They Quite Literally Don't Make Games the Way They Used To (theguardian.com)
The days of two developers making games in a shed are over, an article on The Guardian says. Spend any time with your grandparents and at some stage the age-old phase "they don't make them like they use to" will pop up as nostalgia gets the better of them. Usually it's just the rose-tinted glasses talking, but for video games it's a fact: they quite literally don't make them like they used to. Back in the 1980s, when the industry was in its infancy, games were often created by two-person teams consisting of one programmer and one artist. In the 1990s, sprites gave way to 3D modelling, and development teams mushroomed in size, hoovering up specialists in disciplines across animation, level design, character modelling and artificial intelligence. Today, creating the most advanced, triple-A games has become too big a task for a single developer leading to the rise of what is best described as a modular approach, where different developers work on different parts of a single game. The article adds: One developer that is pioneering the modern modular approach is no spring chicken. Set up in 1984, Newcastle-based Reflections swiftly established a reputation for bringing cutting-edge graphics to side-scrollers such as Shadow of the Beast and the gloriously named Brian the Lion. It then morphed into a driving-game specialist, thanks primarily to the Destruction Derby and Driver franchises.
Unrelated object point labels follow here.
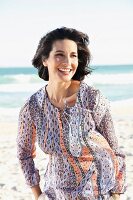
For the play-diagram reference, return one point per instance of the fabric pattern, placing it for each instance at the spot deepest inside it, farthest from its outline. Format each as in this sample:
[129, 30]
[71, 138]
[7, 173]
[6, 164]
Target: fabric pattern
[84, 159]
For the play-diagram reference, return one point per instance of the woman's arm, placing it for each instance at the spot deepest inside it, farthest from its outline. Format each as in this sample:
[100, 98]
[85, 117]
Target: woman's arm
[36, 191]
[26, 150]
[104, 124]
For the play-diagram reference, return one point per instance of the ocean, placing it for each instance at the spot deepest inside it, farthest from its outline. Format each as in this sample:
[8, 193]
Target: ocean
[18, 83]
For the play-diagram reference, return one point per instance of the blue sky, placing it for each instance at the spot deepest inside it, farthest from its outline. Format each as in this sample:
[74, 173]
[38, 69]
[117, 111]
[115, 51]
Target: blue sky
[109, 24]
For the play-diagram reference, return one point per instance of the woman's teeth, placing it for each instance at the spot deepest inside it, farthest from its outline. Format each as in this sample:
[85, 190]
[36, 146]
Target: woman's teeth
[64, 70]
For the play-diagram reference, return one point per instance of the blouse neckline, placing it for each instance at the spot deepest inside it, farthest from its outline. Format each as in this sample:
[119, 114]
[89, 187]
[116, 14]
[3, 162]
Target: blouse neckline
[62, 109]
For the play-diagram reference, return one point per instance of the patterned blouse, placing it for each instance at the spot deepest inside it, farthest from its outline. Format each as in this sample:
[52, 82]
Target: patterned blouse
[84, 159]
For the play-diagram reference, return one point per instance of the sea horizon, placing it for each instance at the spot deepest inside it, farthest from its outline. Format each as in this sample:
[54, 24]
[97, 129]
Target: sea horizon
[17, 84]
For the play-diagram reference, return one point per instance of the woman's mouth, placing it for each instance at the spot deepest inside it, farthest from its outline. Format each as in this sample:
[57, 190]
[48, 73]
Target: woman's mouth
[65, 71]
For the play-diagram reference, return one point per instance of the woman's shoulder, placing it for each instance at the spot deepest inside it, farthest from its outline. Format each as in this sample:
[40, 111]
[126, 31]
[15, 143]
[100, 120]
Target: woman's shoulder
[88, 90]
[35, 100]
[91, 96]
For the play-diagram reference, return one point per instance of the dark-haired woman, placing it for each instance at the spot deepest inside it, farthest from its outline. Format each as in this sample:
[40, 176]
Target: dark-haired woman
[71, 122]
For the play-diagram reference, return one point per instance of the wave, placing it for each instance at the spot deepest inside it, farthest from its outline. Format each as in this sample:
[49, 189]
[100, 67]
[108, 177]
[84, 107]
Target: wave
[20, 78]
[25, 87]
[110, 79]
[126, 78]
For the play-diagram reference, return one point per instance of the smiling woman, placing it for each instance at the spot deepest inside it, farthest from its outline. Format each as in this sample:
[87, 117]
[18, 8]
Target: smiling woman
[71, 122]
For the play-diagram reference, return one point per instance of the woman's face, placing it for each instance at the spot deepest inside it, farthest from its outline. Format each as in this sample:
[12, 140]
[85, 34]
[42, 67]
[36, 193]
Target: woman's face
[62, 62]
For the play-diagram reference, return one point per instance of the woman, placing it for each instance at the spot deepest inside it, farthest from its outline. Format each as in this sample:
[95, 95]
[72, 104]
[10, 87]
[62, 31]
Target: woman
[72, 123]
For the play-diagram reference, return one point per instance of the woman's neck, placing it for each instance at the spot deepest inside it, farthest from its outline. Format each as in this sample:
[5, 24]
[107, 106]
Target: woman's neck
[63, 93]
[58, 91]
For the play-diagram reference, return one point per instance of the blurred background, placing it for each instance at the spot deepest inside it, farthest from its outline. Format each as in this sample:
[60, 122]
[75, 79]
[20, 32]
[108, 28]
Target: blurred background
[109, 24]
French publisher Ubisoft acquired the studio in 2006, expanding its remit way beyond its previous practice of churning out a new Driver game every three years or so. Reflections is crafting the vehicle components of the upcoming Watch Dogs 2 and Ghost Recon Wildlands and has just finished the Underground downloadable content (DLC) pack for The Division. It's finishing Grow Up, the sequel to 2015's Grow Home -- ironically, a small, innovative download game made by a 90s-style 10-person team.
And more often than not, those AAA games turn out to be fast-food McVideo games with all the bullshit that comes with prioritizing revenues over gameplay.
There's plenty of examples of indie hits not made by AAA studios, this article is just a Ubisoft puff piece for that abhorred thing called a Watch Dogs sequel and their other less than exciting franchises.
Seriously, what happened to Ubisoft after Assassin's Creed 2?
...They do make them like they used to ... then they become larger, then they sell out to a large company
Puteulanus fenestra mortis
We don't manufacture cars the way we used to. We don't build houses the way we used to. That and a million other things. Time marches on, methodologies and scale changes, sometimes for the better. Sometimes not.
Silence is a state of mime.
Yeah I too preferred the old computer games that eschewed CGI in favor of hand painted and animated models.
You are not alone. This is not normal. None of this is normal.
Our studio uses a contemporary coding process thats actually quite simple.
Your process is missing a few things. Your programmers don't write unit tests and you don't have dedicated QA team to look for bugs.
So he's accurately portraying contemporary coding processes at game development companies.
Most old computer games sucked. Just because you can remember the ones that were good doesn't mean those were the only ones they made back then. Just like most old movies sucked.